Criterions for strong mixing

369 Views Asked by At

I just read about $\alpha$ (or strong) mixing (as defined here http://arxiv.org/pdf/math/0511078.pdf on pages 2 and 5). Assume, I've some random variables $(X_i)_{i \geq 1}$ which are not independent (for example $X_i:=Y_i \times \frac{\sum\limits_{i=1}^{N}Y_i}{N}$ for $(Y_i)_{i \geq 1}$ i.i.d and some $N>0$). How can I prove that the $(X_i)_{i \geq 1}$ are strong-mixing and compute the $\alpha$-coefficients (or show that they are not strong-mixing)? Are there any criterions besides the formal definition to show strong mixing?

1

There are 1 best solutions below

0
On

Usually, checking that a process is $\alpha$-mixing or not is a hard task. Even linear processes with Bernoulli innovations $(e_i)$, namely, $X_i=\sum_{l\geqslant 0}2^{-l}e_{i-l}$ are not $\alpha$-mixing.
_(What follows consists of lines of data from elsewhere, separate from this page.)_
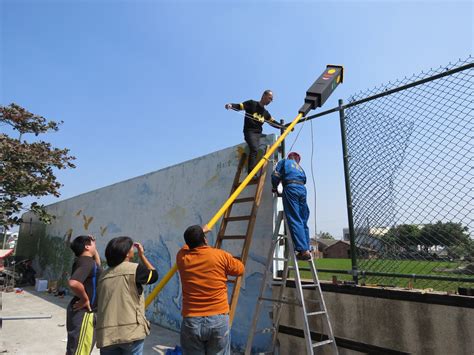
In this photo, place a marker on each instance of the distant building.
(341, 249)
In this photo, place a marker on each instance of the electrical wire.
(314, 181)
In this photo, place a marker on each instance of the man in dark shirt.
(255, 116)
(80, 311)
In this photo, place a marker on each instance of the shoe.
(303, 255)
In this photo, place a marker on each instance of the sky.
(141, 85)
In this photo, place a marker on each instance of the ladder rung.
(321, 343)
(244, 199)
(233, 237)
(277, 283)
(238, 218)
(265, 330)
(251, 182)
(309, 285)
(279, 301)
(315, 313)
(311, 300)
(254, 181)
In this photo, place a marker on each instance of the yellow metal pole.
(226, 205)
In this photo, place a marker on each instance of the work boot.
(303, 255)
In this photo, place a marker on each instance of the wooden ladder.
(251, 218)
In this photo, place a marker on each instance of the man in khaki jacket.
(121, 323)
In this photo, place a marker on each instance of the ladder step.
(266, 330)
(254, 181)
(244, 199)
(294, 303)
(233, 237)
(315, 313)
(277, 283)
(238, 218)
(309, 285)
(321, 343)
(251, 182)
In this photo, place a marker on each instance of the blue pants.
(206, 335)
(133, 348)
(297, 214)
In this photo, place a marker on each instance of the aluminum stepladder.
(290, 263)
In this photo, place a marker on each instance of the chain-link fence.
(410, 169)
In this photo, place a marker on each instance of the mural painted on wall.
(155, 209)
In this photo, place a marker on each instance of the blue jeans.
(133, 348)
(206, 335)
(297, 215)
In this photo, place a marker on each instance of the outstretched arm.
(274, 123)
(237, 107)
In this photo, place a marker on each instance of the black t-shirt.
(143, 276)
(86, 271)
(255, 115)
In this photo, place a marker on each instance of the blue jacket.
(287, 171)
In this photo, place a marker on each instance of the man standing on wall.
(80, 314)
(292, 176)
(255, 116)
(203, 271)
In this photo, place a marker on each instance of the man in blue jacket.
(292, 176)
However, sometimes, we can get a bound on mixing coefficients if the studied process is built from countable many independent process (see Theorem 5.2. in the paper by Richard C. Bradley linked in the question).

Moreover, using Theorem 3.1. of the same paper, we have criteria for determining whether a functional of a Markov chain is mixing or not.